Search code examples
sqloracle-databasesql-updatedatabase-partitioning

Which field should I use with Oracle Partition By clause to improve performance


I have an update statement that works fine but takes a very long time to complete.

I'm updating roughly 150 rows in one table with some tens of thousands of rows exposed through a view. It's been suggested that I use the Partition By clause to speed up the process.

I'm not too familiar with Partition By statement but I've been looking around and I think maybe I need to use a field that has a numeric value that can be compared against.

Is this correct? Or can I partition the larger table with something else?

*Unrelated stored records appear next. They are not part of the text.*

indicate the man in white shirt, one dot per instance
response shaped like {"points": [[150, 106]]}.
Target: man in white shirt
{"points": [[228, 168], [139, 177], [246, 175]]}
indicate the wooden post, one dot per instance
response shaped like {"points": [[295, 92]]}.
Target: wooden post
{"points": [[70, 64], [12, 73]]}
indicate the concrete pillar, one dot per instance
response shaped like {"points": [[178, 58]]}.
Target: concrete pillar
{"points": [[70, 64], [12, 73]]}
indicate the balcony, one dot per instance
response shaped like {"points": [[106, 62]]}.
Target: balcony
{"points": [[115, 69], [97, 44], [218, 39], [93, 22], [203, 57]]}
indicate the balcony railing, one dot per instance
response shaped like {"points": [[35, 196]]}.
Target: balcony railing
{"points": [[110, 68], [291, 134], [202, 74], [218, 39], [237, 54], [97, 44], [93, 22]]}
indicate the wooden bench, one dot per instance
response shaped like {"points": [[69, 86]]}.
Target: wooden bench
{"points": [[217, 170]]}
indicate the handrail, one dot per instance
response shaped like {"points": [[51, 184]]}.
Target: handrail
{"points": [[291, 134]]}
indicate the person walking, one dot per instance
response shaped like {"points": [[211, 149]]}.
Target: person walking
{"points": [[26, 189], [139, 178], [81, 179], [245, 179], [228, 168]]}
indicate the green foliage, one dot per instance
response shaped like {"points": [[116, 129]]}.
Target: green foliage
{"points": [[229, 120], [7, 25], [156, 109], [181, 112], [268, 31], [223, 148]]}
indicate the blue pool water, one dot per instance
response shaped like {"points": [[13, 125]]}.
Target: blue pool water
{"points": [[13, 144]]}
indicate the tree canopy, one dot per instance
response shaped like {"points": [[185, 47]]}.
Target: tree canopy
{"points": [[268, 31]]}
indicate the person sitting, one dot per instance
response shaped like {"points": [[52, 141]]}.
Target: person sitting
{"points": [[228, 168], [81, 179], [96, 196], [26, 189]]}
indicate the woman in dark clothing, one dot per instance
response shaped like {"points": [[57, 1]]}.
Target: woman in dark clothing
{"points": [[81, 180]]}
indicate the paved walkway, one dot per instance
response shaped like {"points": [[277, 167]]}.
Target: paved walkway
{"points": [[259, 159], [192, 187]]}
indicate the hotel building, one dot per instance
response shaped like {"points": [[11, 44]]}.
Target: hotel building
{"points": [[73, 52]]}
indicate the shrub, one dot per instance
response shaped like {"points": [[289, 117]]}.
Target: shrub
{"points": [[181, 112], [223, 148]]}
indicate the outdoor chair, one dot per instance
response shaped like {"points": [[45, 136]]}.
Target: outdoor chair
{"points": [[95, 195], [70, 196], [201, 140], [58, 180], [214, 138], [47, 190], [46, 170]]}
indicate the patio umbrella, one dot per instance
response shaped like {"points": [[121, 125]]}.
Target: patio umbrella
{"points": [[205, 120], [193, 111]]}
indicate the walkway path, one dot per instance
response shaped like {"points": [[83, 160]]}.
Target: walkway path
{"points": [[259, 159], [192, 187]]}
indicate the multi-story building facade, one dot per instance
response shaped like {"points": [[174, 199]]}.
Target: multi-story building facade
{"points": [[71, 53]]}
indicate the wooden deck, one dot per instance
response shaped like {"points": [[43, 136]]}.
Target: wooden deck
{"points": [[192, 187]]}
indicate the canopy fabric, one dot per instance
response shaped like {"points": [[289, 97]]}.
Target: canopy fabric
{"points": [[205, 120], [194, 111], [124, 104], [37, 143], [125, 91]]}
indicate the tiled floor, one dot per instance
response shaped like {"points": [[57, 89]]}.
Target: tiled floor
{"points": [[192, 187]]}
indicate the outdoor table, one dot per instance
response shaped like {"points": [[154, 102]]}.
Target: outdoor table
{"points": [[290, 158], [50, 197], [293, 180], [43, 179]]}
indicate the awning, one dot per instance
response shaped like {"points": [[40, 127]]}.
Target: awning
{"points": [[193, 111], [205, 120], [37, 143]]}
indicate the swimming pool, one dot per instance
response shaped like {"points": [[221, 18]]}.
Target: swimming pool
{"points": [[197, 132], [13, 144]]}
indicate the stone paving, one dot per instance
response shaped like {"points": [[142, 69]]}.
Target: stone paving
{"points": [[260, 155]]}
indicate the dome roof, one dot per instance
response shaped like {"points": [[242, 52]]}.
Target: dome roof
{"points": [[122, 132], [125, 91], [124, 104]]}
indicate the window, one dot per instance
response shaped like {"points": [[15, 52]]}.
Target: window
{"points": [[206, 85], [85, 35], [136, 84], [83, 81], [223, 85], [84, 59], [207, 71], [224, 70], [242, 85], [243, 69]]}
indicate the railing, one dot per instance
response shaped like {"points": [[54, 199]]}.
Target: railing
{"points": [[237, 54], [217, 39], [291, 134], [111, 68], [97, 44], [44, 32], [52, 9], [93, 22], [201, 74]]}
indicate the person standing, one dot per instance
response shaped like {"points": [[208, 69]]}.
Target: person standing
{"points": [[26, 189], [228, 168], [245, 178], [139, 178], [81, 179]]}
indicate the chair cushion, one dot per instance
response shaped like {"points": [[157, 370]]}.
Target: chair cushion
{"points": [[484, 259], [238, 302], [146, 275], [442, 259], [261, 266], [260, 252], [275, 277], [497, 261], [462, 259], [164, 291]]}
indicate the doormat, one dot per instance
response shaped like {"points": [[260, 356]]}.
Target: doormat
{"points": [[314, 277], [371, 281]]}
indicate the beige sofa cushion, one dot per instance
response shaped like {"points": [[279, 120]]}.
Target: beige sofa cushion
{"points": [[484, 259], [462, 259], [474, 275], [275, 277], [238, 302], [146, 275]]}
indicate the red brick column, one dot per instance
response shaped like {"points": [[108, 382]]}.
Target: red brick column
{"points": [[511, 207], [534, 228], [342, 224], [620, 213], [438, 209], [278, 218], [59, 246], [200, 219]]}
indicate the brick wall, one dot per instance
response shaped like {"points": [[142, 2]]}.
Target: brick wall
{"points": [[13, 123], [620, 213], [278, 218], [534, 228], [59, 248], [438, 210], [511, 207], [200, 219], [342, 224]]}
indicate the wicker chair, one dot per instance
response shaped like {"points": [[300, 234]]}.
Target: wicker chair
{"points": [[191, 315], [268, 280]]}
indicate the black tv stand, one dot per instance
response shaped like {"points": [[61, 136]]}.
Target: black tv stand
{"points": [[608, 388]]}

if that is the case I'm struggling with what in the larger table can be used. The table is composed as follows.

ID has a type of NUMBER and creates the unique id for a particular item. Start_Date has a date type and indicates the start when the ID is valid. End date has a date type and indicates the end time when the ID cease to be valid. ID_Type is NVARCHAR2(30) and indicates what type of Identifier we are using. ID_Type2 is NVARCHAR2(30) and indicates what sub_type of Identifier we are using. Identifier is NVARCHAR2(30) and any one ID can be mapped to one or more Identifiers.

So for example - View_ID

ID | Start_Date | End_Date   | ID_Type1| ID_Type2 | Identifier
1  | 2012-01-01 | NULL       | Primary | Tertiary | xyz1
1  | 2012-01-01 | NULL       | Second  | Alpha    | abc2
2  | 2012-01-01 | 2012-01-31 | Primary | Tertiary | ghv2
2  | 2012-02-01 | NULL       | Second  | Alpha    | mno4

Would it be possible to Partition By the ID field of this view as long as there is a clause that the id is valid by date?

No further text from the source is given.